Photo by Derek Wiley
The Dalles Middle School choir is working on six different pieces for their spring concert on Tuesday, June 2 at 7 p.m. in the commons.
As of Thursday, May 28, 2015
It’s been quite a first year at The Dalles Middle School for music teacher Leslie Sullivan.
And it’s not over yet.
Two concerts remain as the choir will perform on Tuesday, June 2 at 7 p.m. in the commons followed by the band on Thursday, June 4 at 7 p.m. in the gym.
The TDMS choir will sing six pieces, including “Yonder Come Day” in three-part a Capella harmony with hand drumming.
Another song, “Rhythm of Life,” will feature dueling pianos.
“It’s traditional choir meets an interesting array of instruments,” Sullivan said.
The theme of the choir concert is ‘hope.’
“As we’re building this program the students and I agreed that we wanted our spring concert to be a theme of hope so we’re doing a song called ‘Pompeii,’ where we talked about the hope that they had when everything was destroyed,” Sullivan said. “We’re doing ‘Imagine’ by John Lennon and imagining things to come.”
The band concert will feature separate performances by the sixth, seventh and eighth graders as well as 150 students playing one song together.
Sullivan came to TDMS after nine years teaching both choir and band at Horizon Christian in Hood River.
Sullivan, who did her student teaching in The Dalles at Chenowith Elementary, thought she could make more of a difference in the public school system.
“The Dalles has a rap for being a difficult school district but when I did my student teaching I saw a need for teachers who care,” Sullivan said. “Not that I couldn’t care about my students at Horizon but I really wanted to be in a place where I can truly make a difference and an impact. I think there is some amazing things going on in this district, which drew me to it.”

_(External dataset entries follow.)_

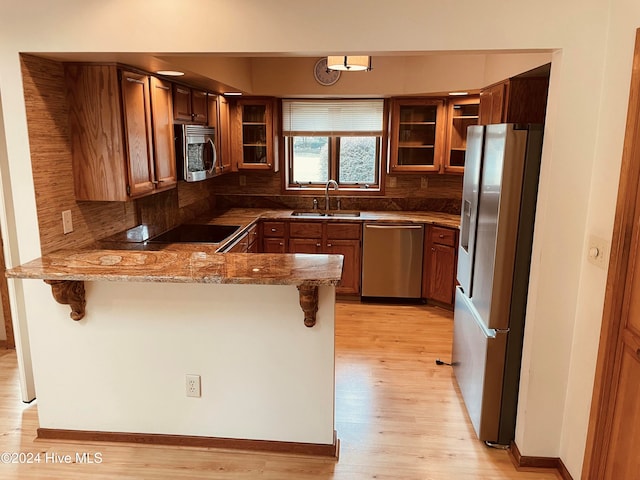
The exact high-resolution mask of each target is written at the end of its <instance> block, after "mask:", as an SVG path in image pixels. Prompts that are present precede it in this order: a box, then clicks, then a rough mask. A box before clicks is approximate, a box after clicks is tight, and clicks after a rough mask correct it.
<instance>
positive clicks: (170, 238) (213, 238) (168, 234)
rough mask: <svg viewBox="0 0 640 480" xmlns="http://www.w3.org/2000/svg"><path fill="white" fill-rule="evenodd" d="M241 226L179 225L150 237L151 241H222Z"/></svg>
mask: <svg viewBox="0 0 640 480" xmlns="http://www.w3.org/2000/svg"><path fill="white" fill-rule="evenodd" d="M239 228H240V226H239V225H179V226H177V227H175V228H172V229H171V230H169V231H167V232H165V233H163V234H161V235H158V236H157V237H154V238H151V239H149V243H220V242H222V241H223V240H224V239H226V238H227V237H229V236H230V235H232V234H233V233H235V232H236V231H237V230H238V229H239Z"/></svg>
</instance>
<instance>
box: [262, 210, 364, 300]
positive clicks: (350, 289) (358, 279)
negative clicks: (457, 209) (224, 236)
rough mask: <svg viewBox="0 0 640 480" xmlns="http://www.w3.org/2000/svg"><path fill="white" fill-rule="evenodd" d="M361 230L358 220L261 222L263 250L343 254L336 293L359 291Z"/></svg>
mask: <svg viewBox="0 0 640 480" xmlns="http://www.w3.org/2000/svg"><path fill="white" fill-rule="evenodd" d="M361 234H362V225H361V224H360V223H340V222H335V223H334V222H331V221H329V222H327V221H324V222H317V221H314V222H298V221H289V222H280V221H278V222H275V221H265V222H263V223H262V252H263V253H311V254H318V253H324V254H334V255H343V256H344V260H343V269H342V280H341V281H340V283H339V284H338V286H337V287H336V293H338V294H343V295H358V294H360V275H361V269H360V263H361V246H360V238H361Z"/></svg>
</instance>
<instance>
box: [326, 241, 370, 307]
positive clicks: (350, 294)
mask: <svg viewBox="0 0 640 480" xmlns="http://www.w3.org/2000/svg"><path fill="white" fill-rule="evenodd" d="M360 252H361V250H360V240H329V241H328V243H327V249H326V252H325V253H330V254H334V255H342V256H343V257H344V260H343V267H342V280H340V283H339V284H338V286H337V287H336V292H337V293H341V294H345V295H359V294H360V276H361V272H362V269H361V267H360V263H361V258H362V255H361V253H360Z"/></svg>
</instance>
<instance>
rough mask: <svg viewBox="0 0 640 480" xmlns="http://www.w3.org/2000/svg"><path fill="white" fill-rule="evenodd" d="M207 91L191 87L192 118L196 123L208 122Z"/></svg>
mask: <svg viewBox="0 0 640 480" xmlns="http://www.w3.org/2000/svg"><path fill="white" fill-rule="evenodd" d="M207 111H208V104H207V92H204V91H202V90H194V89H191V118H192V119H193V120H192V121H193V122H195V123H203V124H206V123H207V118H208V115H207Z"/></svg>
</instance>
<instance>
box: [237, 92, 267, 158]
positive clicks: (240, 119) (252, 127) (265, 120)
mask: <svg viewBox="0 0 640 480" xmlns="http://www.w3.org/2000/svg"><path fill="white" fill-rule="evenodd" d="M235 127H236V128H235V132H236V134H237V136H238V137H239V138H237V141H236V142H234V143H235V145H236V146H237V149H238V150H237V152H236V153H237V157H236V158H237V159H238V169H247V170H251V169H252V170H271V169H273V165H274V150H273V133H274V131H273V101H272V100H271V99H267V100H261V99H255V100H254V99H246V100H238V102H237V104H236V125H235Z"/></svg>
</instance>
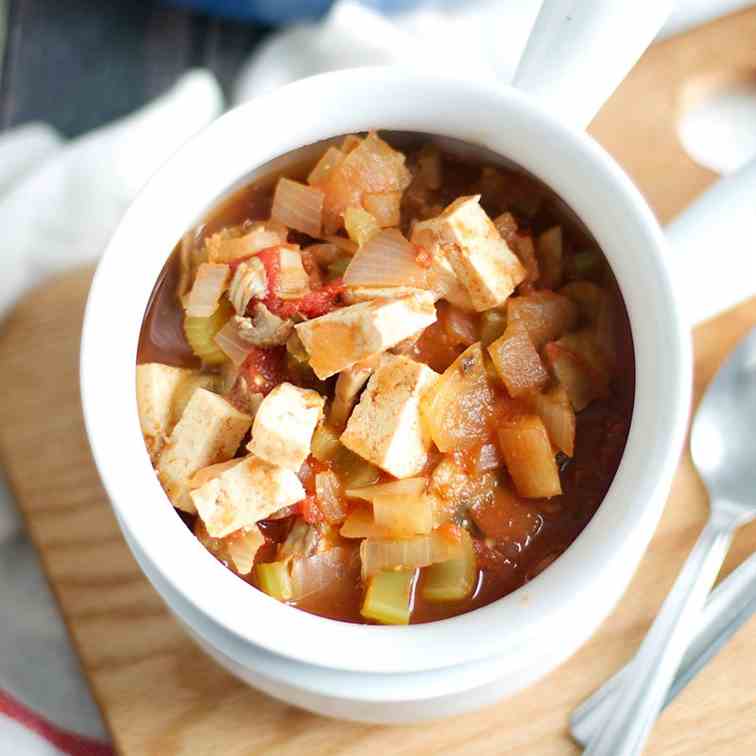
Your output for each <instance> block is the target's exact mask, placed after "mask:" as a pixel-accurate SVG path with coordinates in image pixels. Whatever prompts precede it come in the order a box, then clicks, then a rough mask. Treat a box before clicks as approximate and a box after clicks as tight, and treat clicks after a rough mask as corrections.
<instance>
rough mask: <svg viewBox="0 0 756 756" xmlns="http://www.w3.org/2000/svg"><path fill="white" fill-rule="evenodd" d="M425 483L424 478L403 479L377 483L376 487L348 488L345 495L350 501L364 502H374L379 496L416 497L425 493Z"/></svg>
mask: <svg viewBox="0 0 756 756" xmlns="http://www.w3.org/2000/svg"><path fill="white" fill-rule="evenodd" d="M426 483H427V481H426V479H425V478H404V479H403V480H392V481H391V482H390V483H379V484H378V485H376V486H365V487H364V488H349V489H347V492H346V494H347V496H349V498H351V499H365V501H374V500H375V499H376V498H377V497H381V496H408V497H409V496H411V497H417V496H420V494H422V493H423V491H425V486H426Z"/></svg>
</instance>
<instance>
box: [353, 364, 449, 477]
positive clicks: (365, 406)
mask: <svg viewBox="0 0 756 756" xmlns="http://www.w3.org/2000/svg"><path fill="white" fill-rule="evenodd" d="M438 377H439V376H438V373H436V372H434V371H433V370H431V369H430V368H429V367H428V366H427V365H423V364H422V363H420V362H415V361H414V360H411V359H409V357H404V356H395V355H386V356H385V357H384V358H383V360H382V361H381V364H380V366H379V367H378V369H377V370H376V371H375V373H373V375H372V377H371V378H370V380H369V381H368V385H367V388H366V389H365V391H364V392H363V394H362V396H361V397H360V401H359V403H358V404H357V406H356V407H355V408H354V411H353V412H352V416H351V417H350V418H349V422H348V423H347V427H346V430H345V431H344V433H342V434H341V443H342V444H344V446H346V447H347V448H348V449H351V451H353V452H355V453H356V454H359V455H360V456H361V457H362V458H363V459H366V460H368V461H369V462H372V463H373V464H375V465H378V467H380V468H382V469H383V470H385V471H386V472H388V473H391V475H394V476H395V477H397V478H409V477H412V476H413V475H417V474H418V473H419V472H420V471H421V470H422V469H423V467H424V465H425V463H426V460H427V457H428V449H429V448H430V446H431V437H430V434H429V433H428V432H427V430H426V429H425V428H424V427H423V423H422V421H421V418H420V398H421V396H422V394H423V393H424V392H425V391H426V390H427V389H428V388H429V387H430V386H431V385H433V383H434V382H435V381H436V380H437V379H438Z"/></svg>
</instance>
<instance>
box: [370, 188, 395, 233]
mask: <svg viewBox="0 0 756 756" xmlns="http://www.w3.org/2000/svg"><path fill="white" fill-rule="evenodd" d="M362 204H363V205H364V207H365V210H367V211H368V212H369V213H370V214H371V215H372V216H373V217H374V218H375V219H376V221H377V222H378V225H379V226H380V227H381V228H390V227H391V226H398V225H399V222H400V220H401V212H400V208H401V204H402V192H376V193H373V194H370V193H368V194H365V196H364V197H363V198H362Z"/></svg>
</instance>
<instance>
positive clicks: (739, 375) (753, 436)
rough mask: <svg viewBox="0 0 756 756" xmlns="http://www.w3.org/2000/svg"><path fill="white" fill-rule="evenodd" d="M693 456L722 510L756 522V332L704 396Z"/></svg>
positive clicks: (698, 471) (706, 482) (701, 402)
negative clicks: (738, 515) (729, 510)
mask: <svg viewBox="0 0 756 756" xmlns="http://www.w3.org/2000/svg"><path fill="white" fill-rule="evenodd" d="M690 450H691V455H692V457H693V462H694V463H695V466H696V469H697V470H698V472H699V474H700V475H701V478H702V479H703V481H704V483H705V484H706V488H707V489H708V491H709V494H710V495H711V497H712V501H715V500H716V501H717V502H718V503H717V506H725V505H728V506H730V507H733V508H735V509H742V510H743V513H744V516H753V513H754V506H755V505H754V503H753V495H754V492H756V329H754V330H752V331H751V332H750V334H749V335H748V336H747V337H746V338H745V339H743V341H741V342H740V344H739V345H738V347H737V348H736V349H735V351H734V352H733V353H732V354H731V355H730V356H729V357H728V359H727V361H726V362H725V364H724V365H723V366H722V367H721V368H720V370H719V372H718V373H717V374H716V376H715V377H714V380H713V381H712V382H711V384H710V386H709V387H708V389H707V390H706V393H705V394H704V397H703V400H702V401H701V405H700V406H699V408H698V411H697V413H696V417H695V421H694V422H693V429H692V431H691V437H690Z"/></svg>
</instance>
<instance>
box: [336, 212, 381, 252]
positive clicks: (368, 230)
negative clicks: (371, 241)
mask: <svg viewBox="0 0 756 756" xmlns="http://www.w3.org/2000/svg"><path fill="white" fill-rule="evenodd" d="M344 228H345V229H346V232H347V234H349V238H350V239H351V240H352V241H353V242H354V243H355V244H356V245H357V246H358V247H361V246H362V245H363V244H366V243H367V242H368V240H369V239H370V238H371V237H373V236H375V235H376V234H377V233H378V232H379V231H380V230H381V229H380V226H379V225H378V222H377V221H376V219H375V218H373V216H372V215H370V213H369V212H367V210H363V209H362V208H361V207H348V208H347V209H346V210H345V211H344Z"/></svg>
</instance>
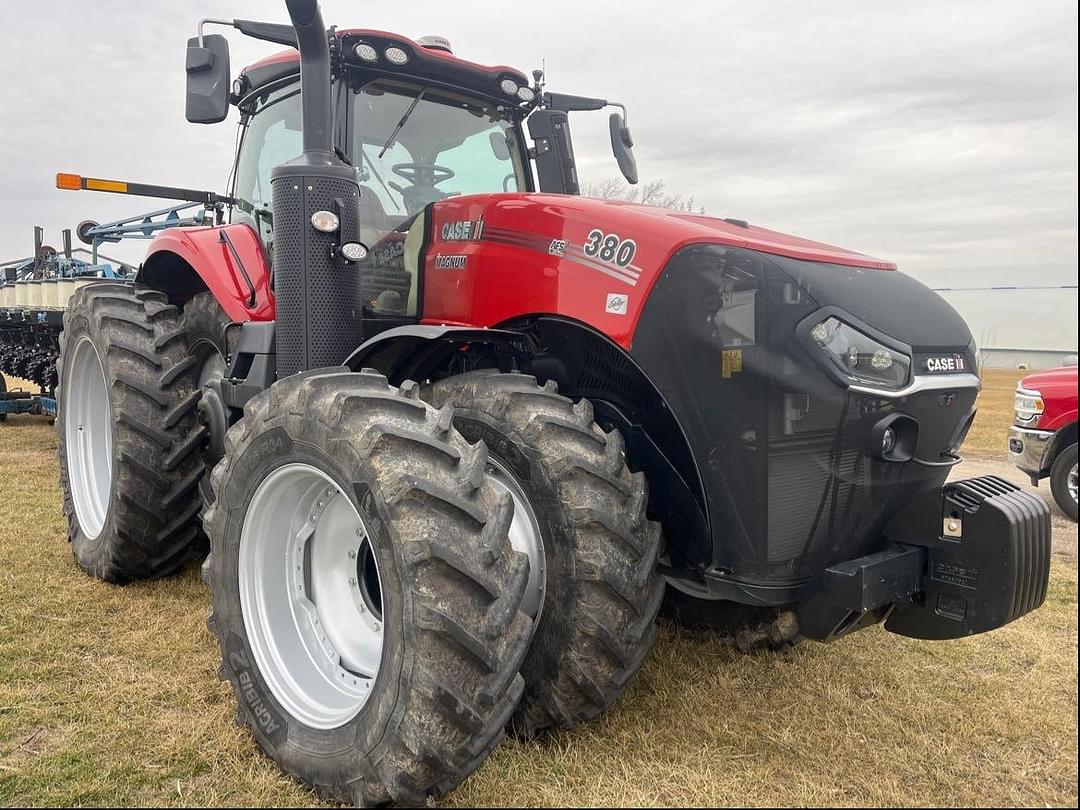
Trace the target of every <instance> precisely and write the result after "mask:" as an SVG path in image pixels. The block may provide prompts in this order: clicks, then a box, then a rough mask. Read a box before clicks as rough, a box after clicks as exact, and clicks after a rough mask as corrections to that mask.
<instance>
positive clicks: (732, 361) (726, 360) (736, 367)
mask: <svg viewBox="0 0 1080 810" xmlns="http://www.w3.org/2000/svg"><path fill="white" fill-rule="evenodd" d="M741 373H742V349H725V350H724V365H723V367H721V368H720V376H721V377H724V379H726V380H729V379H731V375H733V374H741Z"/></svg>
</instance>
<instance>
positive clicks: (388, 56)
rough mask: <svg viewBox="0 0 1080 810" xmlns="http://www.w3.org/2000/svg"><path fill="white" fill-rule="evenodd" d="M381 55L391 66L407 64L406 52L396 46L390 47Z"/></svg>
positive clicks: (395, 45) (405, 51) (396, 45)
mask: <svg viewBox="0 0 1080 810" xmlns="http://www.w3.org/2000/svg"><path fill="white" fill-rule="evenodd" d="M382 55H383V56H386V57H387V62H389V63H390V64H391V65H404V64H405V63H406V62H408V52H407V51H406V50H405V49H403V48H397V45H391V46H390V48H388V49H387V50H386V51H383V52H382Z"/></svg>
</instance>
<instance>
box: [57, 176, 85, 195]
mask: <svg viewBox="0 0 1080 810" xmlns="http://www.w3.org/2000/svg"><path fill="white" fill-rule="evenodd" d="M56 188H62V189H65V190H67V191H78V190H79V189H81V188H82V177H80V176H79V175H77V174H64V173H63V172H57V173H56Z"/></svg>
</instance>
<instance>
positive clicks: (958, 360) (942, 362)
mask: <svg viewBox="0 0 1080 810" xmlns="http://www.w3.org/2000/svg"><path fill="white" fill-rule="evenodd" d="M927 370H928V372H930V373H931V374H945V373H948V372H963V370H966V368H964V365H963V357H961V356H960V355H959V354H946V355H944V356H941V357H927Z"/></svg>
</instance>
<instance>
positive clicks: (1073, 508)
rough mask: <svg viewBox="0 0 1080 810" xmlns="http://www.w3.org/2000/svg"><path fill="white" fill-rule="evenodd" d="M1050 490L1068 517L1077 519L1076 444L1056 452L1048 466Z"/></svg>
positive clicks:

Sullivan has seen the seventh and eighth grade TDMS choirs really grow and develop over the school year.
“Before, the choir had good sound but they lacked the technique,” Sullivan said. “We have gone from singing unison one part choir music to singing three-part and four-part harmonies a cappella without instruments, which is a technique and a skill that they’ve learned. They’ve learned to read music and to not just sing the melody line like they would sing along to the radio. It’s a different style of singing.”
The choir also brought musical theater to TDMS, performing “Annie Jr.” on March 6-7.
More than 100 students were involved in the project. Along with the performers on stage, students in Sullivan’s fine arts class made props and sets or did lights and sound. Both nights had packed houses with 400-plus people in the audience.
“If you look at music from K-12, there’s a need for a strong boost and that’s one of the reasons that I brought in the music theater program is to boost interest in music and because of the music theater program I have numerous students this year who are pounding down my door to get into choir next year because they want to be part of that,” Sullivan said. “I’m excited because I’m providing positive opportunities for those kids to have an outlet. There’s so much bad news coming from the middle school and high school. There’s so much ugliness and to be that positive impact and create something positive to be a part of, the kids that were part of ‘Annie’ were beaming. They were proud of the accomplishments they made.”
The new musical theater program isn’t the only thing Sullivan’s students have to be proud of. TDMS had seven kids selected to all-state band and choir and 21 students named to the Mid-Columbia honor band and choir. The TDMS band also took first place in this year’s Cherry Festival parade.
“They were excited, they were proud and they saw their hard work pay off and providing those opportunities is really what has affirmed my decision to come here,” Sullivan said.